In her Lambda Literary review, Daphne Sidor notes both the conflict between patriarchal oppression and feminine self-determination, highlighting this passage from the book: "The voices of the men on the AM radio ranted fast about welfare queens and unfit mothers and all the ways our children would suffer, and the scarlet letter of my bad decisions seared itself into my skin like a brand, reminding me to feel dirty and afraid even when I’d woken up content, my breasts swelling with sustenance," while also acknowledging that Gore successfully addresses the internal conflicts and dualities faced by her protagonist. She enthuses: "As much as We Were Witches wanders from the traditional novel form, it’s never just an assemblage of things that happened. Gore tells her story with such verve and wit I missed my train stop reading it. Then I rode and read a little further, pausing to glance up at the station names and at the several young mothers who shared my car, in love with their babies, immersed in their thoughts."

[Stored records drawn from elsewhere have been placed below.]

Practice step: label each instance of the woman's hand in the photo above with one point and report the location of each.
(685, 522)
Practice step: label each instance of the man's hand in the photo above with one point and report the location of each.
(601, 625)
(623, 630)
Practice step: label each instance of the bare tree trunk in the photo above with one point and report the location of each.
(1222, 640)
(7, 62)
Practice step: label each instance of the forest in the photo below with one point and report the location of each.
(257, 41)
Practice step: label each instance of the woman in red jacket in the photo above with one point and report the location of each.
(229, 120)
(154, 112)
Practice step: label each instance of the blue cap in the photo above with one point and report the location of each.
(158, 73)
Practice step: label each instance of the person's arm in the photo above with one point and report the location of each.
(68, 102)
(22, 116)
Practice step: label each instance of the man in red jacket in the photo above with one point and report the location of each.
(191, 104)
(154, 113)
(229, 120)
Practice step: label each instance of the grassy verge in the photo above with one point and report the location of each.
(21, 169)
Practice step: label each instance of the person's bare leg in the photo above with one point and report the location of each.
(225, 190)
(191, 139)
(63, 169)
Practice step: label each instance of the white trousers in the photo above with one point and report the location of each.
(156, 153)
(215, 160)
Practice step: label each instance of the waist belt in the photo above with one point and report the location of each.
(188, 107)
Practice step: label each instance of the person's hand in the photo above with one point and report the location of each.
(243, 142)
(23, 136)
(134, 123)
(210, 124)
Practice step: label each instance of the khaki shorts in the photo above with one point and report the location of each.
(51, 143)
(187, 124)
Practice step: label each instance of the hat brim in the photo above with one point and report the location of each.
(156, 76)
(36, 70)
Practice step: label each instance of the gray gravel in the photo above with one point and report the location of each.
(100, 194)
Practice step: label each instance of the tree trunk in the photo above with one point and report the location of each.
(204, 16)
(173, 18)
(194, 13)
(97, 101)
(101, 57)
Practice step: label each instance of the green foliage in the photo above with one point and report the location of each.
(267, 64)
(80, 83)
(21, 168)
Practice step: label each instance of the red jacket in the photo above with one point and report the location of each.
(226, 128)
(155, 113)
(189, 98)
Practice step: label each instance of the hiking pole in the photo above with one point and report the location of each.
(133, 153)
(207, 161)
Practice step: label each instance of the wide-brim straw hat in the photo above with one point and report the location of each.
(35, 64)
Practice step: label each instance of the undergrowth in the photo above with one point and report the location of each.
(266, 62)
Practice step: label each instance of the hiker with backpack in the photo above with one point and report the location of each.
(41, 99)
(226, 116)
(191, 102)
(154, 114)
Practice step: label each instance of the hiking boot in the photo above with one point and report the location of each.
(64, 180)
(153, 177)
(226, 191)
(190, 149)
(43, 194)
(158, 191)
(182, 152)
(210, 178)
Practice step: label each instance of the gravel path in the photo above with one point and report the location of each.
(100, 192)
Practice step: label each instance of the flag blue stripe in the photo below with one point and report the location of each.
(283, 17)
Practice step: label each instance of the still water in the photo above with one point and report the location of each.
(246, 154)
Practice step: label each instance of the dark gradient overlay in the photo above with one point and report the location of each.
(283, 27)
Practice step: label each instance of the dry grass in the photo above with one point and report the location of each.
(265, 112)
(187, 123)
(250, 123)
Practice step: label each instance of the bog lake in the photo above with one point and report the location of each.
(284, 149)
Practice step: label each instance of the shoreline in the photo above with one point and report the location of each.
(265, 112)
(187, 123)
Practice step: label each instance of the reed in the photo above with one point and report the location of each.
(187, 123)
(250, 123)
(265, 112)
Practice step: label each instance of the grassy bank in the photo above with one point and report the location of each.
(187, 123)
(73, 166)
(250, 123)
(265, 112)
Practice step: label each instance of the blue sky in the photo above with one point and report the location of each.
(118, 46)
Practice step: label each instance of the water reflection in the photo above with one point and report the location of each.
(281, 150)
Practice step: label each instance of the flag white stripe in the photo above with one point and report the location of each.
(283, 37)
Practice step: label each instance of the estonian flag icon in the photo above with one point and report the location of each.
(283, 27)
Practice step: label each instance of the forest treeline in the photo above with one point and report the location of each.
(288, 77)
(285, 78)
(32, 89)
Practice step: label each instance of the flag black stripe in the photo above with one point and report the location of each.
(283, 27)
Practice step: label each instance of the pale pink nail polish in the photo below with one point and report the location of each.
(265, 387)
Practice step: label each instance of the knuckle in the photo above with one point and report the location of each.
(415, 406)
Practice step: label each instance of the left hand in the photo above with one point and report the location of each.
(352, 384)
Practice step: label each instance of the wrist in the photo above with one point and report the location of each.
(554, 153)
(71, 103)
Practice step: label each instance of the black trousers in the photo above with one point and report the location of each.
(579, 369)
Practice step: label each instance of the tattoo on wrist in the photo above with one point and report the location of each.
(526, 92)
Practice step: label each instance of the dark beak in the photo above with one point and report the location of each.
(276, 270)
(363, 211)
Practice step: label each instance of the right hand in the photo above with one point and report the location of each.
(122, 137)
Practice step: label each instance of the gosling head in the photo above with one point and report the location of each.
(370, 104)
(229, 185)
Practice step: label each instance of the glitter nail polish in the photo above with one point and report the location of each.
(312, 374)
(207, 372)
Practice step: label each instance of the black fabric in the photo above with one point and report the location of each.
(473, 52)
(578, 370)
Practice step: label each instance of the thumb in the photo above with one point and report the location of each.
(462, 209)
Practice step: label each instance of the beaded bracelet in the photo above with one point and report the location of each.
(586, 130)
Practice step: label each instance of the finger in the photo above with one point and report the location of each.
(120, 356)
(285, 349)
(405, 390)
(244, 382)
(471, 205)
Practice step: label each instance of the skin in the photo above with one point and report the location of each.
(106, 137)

In CraftLiterary, Melissa Benton Barker calls the We Were Witches a "feminist novel and anti-shame manifesto, [that] offers a blueprint of writing craft as both a radical disruption of the patriarchy and a powerful healing tool for those who live outside the patriarchy’s prescribed norms," noting that it is written outside the traditional narrative arc of Freytag’s pyramid, and is classified as a novel "because it straddles the narrowing space between memoir and fiction". She concludes by addressing the magic in the novel: "If magic is one of the ways that the historically marginalized have found voice and power, then here is narrative at its most primal: communicating the story of the self, an intimate communication binding the reader and the writer—the craft of writing as a magical, alchemical tool".

== Awards ==
2018 nominee for the Lambda Literary Award for Lesbian Fiction.